German-Jewish art dealer (1902–1954)

Curt Valentin (5 October 1902, Hamburg, Germany – 19 August 1954, Forte dei Marmi, Italy) was a German-Jewish art dealer known for handling modern art, particularly sculpture, and works classified as "degenerate", seized from public museums or looted from private collectors by the Nazi regime in Germany.

After 1927 Curt Valentin worked for Alfred Flechtheim in Berlin. In 1934, he worked at Karl Buchholz Gallery, Hamburg from 1934 to 1936 until antisemitic National Socialist laws preventing Jews from practicing their professions in Germany.

Dismissed from his job in Germany in late 1936 Valentin emigrated to America and opened the Buchholz Gallery in September 1937 in New York City. A key figure in the dispersal of so-called "degenerate" art, he had permission to sell German art in America, from the Nazi authorities to help fund Hitler's war efforts. This resulted from Buchholz's gallery being one of four dealers—together with Ferdinand Möller (Berlin), Hildebrand Gurlitt (Hamburg), and Bernhard A. Böhmer (Güstrow)—who worked closely with Hitler’s Propaganda Ministry with the disposal of such art for profit.

On June 30, 1939, Curt Valentin bid for art looted by the Nazis that was being auctioned at the Galerie Fischer in Lucerne on behalf of Alfred H. Barr Jr. who provided money donated to the Museum of Modern Art. In 1951 the gallery was renamed the Curt Valentin Gallery. His gallery operated from 1951, until a year after his death in 1954, and handled works by many notable artists including Alexander Calder, Henry Moore, Marino Marini, Irving Kriesberg, and Jacques Lipchitz.
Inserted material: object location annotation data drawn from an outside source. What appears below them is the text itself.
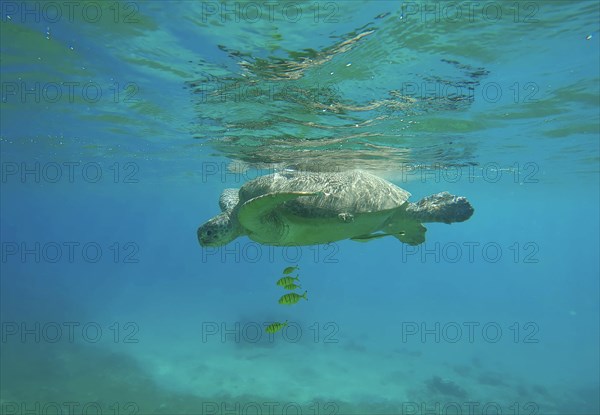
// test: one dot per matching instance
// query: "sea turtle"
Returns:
(292, 208)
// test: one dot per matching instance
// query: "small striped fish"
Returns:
(291, 298)
(275, 327)
(287, 281)
(291, 287)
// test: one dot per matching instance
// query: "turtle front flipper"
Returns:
(255, 213)
(440, 207)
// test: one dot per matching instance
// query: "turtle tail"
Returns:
(441, 207)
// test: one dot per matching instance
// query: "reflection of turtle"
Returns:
(293, 208)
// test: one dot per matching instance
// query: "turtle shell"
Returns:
(352, 192)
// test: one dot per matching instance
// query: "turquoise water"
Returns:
(122, 123)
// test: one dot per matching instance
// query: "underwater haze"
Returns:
(123, 122)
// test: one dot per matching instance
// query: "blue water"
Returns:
(122, 123)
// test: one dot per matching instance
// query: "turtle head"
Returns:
(218, 231)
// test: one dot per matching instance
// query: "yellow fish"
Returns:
(292, 298)
(275, 327)
(289, 270)
(287, 281)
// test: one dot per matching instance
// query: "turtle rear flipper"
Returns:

== Art restitution cases ==
Numerous art restitution cases involve artworks which passed through Curt Valentin after being seized by the Nazis from museums or from private art collectors who were persecuted by the Nazis because of their Jewish heritage. Provenance research projects are ongoing around the world to clarify the origins of artworks sold by Valentin.